1. Aging and the Nucleolus

One question is whether the nucleolus, the site of ribosomal transcription and synthesis, is involved in the aging pathomechanisms or even a driver of age-associated physiological decline. The nucleolus is a non-membrane-bound organelle that organizes around the sites of rDNA transcription by RNA polymerase I (RNA Pol I) and the co-transcriptional pre-ribosomal assembly and processing [1]. The nucleolus is a dynamic organelle that dis- and reassembles during the cell cycle and contains a multitude of proteins involved in ribosomal biogenesis, cell cycle regulation, and stress responses [2][3].
In yeast cells, it has been shown that the redistribution of the silence information regulator, Sir2, from the telomeres to an AGE locus prolongs lifespan. The nucleolus has been identified as the AGE locus [4] and the accumulation of extrachromosomal rDNA circles resulting in nucleolar enlargement and fragmentation is one cause of aging in yeast [5]. This aging mechanism could not be confirmed in mammals, however the nucleolus attracted the attention of the aging research community.
The size of the nucleolus, during early microscopy, was recognized as, and is still valid as, a prognostic factor in tumor pathology and an indicator of the activity of the ribosomal synthesis machinery [6]. The nucleolar size, the activity of ribosomal biogenesis, and subsequent protein synthesis inversely correlate with lifespan in model organisms like Caenorhabditis elegans [7]. This implies that individuals with a high protein synthesis rate and turnover as well as large nucleoli might age more rapidly than individuals with a slow ribosome synthesis/protein synthesis activity and small nucleoli.

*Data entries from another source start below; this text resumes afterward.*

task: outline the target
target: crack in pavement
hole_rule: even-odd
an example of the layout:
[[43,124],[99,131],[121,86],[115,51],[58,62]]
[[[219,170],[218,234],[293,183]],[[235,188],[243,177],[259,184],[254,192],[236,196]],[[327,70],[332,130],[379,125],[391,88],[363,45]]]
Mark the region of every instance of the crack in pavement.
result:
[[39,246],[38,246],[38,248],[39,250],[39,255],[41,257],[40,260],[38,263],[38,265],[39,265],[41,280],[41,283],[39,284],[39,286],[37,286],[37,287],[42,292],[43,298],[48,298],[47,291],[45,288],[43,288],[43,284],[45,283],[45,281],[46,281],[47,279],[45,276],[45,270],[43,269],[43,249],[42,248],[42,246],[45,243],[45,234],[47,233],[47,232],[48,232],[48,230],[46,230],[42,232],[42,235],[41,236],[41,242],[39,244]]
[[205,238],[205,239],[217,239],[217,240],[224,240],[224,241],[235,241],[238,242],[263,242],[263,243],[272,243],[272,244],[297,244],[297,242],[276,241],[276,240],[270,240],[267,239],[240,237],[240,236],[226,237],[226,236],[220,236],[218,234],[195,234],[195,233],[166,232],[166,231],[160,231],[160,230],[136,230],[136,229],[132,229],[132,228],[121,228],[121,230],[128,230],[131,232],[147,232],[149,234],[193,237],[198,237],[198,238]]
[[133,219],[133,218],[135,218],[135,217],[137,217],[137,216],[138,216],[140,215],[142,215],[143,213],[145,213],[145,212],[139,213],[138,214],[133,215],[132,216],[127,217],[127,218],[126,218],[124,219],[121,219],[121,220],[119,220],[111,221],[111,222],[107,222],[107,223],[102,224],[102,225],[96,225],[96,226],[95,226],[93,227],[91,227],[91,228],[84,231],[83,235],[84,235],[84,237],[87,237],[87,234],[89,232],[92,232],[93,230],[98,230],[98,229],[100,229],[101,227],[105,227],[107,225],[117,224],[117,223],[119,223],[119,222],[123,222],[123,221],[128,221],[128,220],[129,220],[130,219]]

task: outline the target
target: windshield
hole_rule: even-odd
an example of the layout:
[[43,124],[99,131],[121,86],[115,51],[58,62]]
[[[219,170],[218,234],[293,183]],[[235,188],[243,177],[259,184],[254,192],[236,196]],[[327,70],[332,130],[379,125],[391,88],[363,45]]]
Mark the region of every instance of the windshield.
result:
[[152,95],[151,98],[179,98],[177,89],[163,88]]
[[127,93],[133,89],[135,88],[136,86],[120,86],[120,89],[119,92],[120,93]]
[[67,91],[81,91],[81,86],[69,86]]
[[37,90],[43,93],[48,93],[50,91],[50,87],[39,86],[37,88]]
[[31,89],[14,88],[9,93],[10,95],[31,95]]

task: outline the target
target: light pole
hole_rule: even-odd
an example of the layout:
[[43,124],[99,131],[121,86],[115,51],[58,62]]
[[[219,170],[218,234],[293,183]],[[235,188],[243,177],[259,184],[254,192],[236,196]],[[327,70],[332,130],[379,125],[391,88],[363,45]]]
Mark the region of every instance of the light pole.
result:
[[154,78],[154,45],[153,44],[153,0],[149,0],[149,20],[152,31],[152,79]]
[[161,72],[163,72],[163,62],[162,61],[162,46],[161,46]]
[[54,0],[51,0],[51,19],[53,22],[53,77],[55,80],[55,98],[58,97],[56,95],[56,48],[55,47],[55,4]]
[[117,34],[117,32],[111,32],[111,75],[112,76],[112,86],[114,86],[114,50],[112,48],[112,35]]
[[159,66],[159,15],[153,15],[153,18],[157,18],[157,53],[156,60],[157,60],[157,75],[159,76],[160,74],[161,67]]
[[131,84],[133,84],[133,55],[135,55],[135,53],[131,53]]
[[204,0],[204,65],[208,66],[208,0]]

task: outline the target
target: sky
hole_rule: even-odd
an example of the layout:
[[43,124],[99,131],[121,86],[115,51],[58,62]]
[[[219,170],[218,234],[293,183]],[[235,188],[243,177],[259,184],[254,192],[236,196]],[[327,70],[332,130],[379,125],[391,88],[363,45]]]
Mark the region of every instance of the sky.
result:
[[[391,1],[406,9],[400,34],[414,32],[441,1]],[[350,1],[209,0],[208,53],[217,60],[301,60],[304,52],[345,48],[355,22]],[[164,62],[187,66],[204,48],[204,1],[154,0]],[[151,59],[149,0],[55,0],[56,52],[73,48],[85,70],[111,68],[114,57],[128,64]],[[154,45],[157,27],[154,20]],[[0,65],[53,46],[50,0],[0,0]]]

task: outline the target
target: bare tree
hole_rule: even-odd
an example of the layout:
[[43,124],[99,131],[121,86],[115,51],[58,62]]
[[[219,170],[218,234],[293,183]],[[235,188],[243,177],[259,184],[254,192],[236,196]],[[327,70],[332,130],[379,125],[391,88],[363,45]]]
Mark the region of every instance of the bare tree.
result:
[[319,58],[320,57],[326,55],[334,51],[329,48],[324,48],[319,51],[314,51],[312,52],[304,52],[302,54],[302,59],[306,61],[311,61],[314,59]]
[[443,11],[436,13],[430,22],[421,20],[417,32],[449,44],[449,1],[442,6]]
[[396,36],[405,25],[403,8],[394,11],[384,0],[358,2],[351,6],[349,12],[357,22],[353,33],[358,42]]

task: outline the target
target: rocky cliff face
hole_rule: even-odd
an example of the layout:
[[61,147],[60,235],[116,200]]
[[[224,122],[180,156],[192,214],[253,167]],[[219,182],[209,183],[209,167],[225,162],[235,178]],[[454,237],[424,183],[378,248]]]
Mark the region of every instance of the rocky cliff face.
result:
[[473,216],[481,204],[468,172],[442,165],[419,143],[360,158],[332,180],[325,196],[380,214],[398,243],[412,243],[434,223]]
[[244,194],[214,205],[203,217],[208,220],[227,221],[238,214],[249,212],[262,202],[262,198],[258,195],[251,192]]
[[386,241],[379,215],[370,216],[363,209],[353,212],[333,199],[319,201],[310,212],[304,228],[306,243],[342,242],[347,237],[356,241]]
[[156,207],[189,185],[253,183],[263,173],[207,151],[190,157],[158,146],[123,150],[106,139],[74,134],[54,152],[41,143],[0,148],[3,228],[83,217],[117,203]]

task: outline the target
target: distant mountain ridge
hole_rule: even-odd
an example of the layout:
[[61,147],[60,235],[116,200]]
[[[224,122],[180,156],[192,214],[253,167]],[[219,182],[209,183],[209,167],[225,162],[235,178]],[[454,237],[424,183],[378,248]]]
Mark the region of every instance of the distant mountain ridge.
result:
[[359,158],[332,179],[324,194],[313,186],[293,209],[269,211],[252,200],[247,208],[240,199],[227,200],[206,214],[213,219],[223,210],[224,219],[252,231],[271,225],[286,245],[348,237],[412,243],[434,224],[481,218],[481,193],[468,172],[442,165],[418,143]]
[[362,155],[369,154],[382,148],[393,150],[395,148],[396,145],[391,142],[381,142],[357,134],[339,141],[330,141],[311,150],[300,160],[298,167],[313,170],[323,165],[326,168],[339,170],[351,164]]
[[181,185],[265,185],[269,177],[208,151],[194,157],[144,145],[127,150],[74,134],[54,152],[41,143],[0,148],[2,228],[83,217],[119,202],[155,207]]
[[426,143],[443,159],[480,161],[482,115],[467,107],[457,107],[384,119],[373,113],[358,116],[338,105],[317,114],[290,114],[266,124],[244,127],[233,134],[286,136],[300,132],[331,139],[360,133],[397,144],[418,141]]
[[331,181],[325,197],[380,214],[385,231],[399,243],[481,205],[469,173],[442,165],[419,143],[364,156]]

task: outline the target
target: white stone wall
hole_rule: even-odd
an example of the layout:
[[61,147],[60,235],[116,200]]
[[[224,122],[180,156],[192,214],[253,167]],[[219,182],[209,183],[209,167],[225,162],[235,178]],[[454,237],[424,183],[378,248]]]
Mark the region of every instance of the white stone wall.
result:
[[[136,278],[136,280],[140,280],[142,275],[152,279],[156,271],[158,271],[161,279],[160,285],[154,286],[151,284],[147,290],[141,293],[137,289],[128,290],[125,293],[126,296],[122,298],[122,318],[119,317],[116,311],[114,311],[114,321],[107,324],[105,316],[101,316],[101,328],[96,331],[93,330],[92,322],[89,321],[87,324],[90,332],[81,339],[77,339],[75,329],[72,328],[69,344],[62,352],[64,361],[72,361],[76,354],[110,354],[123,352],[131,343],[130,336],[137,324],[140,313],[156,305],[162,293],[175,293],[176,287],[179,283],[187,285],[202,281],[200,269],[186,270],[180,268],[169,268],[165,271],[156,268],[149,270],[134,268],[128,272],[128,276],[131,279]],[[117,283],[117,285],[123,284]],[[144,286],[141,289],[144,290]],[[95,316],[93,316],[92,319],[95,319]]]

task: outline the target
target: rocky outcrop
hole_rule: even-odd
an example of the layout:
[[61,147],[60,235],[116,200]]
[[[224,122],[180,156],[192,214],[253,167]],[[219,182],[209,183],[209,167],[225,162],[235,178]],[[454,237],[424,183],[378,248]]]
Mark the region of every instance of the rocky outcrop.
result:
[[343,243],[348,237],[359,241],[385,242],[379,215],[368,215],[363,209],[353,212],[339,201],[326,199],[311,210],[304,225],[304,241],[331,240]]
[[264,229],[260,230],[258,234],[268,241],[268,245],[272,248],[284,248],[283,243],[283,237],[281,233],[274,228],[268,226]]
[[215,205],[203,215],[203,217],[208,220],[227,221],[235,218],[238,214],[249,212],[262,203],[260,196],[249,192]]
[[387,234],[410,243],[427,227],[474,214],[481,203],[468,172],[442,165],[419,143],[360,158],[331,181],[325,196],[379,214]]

This observation is further supported by the fact that inhibition of a central sensor/regulator of nutrient availability, mammalian target of rapamycin (mTOR), also regulates nucleolar size and activity and inhibition of mTOR by rapamycin which results in a reduced nucleolar size, alleviates age-related pathology, and even extends the lifespan of model organisms [8]. The metabolic theory of aging states that the metabolic rate of an organism, which is also mirrored in nucleolar size and activity, is one denominator of the aging process and lifespan [9][10]. Therefore, the nucleolar size and activity reflect metabolic conditions, and thereby the rate of cell and tissue aging, however, whether this is mere correlation or a causal association is currently not established. Consequently, the investigation of the pathomechanisms of progerias may help to determine whether the nucleolus is a downstream effector or a causal player in the chain of events that leads to the demise of the cellular, tissue, and organismal integrity during the aging process.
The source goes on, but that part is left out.